As Mr. Burns would say, "Ex-cell-ent".

I suspect that particular patch will be insufficient against sustained
attacks, because some of them will be deemed acceptable, because they
will use "HTTP" instead of "http". Still, it's a start, and one that
can be tailored.

Cheers,
Gavin

···

On Tuesday, September 28, 2004, 11:49:00 PM, Curt wrote:

Gavin Sinclair wrote:

On Tuesday, September 28, 2004, 10:53:17 PM, Curt wrote:

> Curt Hibbs [mailto:curt@hibbs.com]
>>
>> Austin Zeigler is adding authentication to Ruwiki, and Tom
>> Copeland is going
>> to tie that into the RubyForge. So once all this is in place,
the default
>> RubyForge wiki will be Ruwiki and a single login to RubyForge
will suffice
>> for all normal RubyForge activities *as well as* all RubyForge
>> hosted wikis.
>>
>> This will help, but obviously won't be the final answer. At
least we will
>> have a wiki written in Ruby, maintained by someone in our own
community,
>> where we can react intelligently to the ever-changing spam threats.

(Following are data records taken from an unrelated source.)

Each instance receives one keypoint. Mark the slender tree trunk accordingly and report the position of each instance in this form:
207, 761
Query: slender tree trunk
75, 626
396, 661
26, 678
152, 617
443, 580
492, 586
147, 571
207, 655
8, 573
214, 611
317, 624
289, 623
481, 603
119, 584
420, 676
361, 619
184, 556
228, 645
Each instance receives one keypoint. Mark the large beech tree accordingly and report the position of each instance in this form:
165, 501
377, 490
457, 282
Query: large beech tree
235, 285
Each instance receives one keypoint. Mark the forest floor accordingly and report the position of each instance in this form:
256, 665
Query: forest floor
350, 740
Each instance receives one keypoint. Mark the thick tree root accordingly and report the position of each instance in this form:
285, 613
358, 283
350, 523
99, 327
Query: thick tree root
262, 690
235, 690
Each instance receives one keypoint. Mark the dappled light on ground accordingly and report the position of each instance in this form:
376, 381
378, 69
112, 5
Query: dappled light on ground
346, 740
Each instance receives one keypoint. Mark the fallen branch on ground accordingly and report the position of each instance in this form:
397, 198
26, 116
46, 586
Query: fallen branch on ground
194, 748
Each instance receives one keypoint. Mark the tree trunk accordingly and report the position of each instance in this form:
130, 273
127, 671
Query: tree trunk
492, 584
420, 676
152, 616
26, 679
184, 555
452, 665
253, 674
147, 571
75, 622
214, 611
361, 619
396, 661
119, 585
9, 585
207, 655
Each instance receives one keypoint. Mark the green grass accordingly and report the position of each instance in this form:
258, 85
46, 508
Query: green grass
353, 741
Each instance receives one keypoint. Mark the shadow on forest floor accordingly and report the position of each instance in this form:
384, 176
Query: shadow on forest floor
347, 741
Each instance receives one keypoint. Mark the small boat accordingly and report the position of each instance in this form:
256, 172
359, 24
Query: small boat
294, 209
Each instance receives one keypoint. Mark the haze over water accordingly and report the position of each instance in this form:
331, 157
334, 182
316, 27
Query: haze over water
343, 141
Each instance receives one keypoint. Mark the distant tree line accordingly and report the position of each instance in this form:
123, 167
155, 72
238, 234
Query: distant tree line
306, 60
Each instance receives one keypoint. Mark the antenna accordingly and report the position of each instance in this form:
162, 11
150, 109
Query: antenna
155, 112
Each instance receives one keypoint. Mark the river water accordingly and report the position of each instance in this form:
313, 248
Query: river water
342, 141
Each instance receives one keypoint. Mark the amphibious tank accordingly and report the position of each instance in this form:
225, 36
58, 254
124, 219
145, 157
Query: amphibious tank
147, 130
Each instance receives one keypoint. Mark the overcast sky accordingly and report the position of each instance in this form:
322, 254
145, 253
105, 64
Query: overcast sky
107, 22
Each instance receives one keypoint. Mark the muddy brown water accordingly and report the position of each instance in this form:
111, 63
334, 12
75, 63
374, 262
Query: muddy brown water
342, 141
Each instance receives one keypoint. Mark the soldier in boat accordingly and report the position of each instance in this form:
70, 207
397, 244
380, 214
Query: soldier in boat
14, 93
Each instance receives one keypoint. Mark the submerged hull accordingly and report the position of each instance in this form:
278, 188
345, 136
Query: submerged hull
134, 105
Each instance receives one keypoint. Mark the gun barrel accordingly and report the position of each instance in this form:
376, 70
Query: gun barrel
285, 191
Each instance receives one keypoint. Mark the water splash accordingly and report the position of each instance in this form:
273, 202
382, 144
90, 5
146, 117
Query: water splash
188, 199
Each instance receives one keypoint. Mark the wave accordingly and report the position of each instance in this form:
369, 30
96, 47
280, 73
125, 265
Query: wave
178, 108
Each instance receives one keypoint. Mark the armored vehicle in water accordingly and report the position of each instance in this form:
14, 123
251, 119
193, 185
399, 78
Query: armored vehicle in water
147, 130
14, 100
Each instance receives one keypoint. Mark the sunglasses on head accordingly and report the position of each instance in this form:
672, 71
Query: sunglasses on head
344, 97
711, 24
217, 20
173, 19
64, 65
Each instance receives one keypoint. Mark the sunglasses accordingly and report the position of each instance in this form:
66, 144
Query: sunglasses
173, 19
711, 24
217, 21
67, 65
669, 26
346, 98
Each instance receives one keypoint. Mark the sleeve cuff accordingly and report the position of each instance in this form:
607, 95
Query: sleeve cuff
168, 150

> I forgot to mention... On one of my RubyForge wikis, the home
page had been
> spammed so many times that the original content had rolled off
the version
> history and I was unable to recover it. This is why I started
checking for
> spam every day. It is a royal pain-in-the-butt and I can't wait
until I no
> longer have to do this.

See Jim's patch for UseModWiki at http://onestepback.org. He's
actually done something about Wiki spam. Is that a record?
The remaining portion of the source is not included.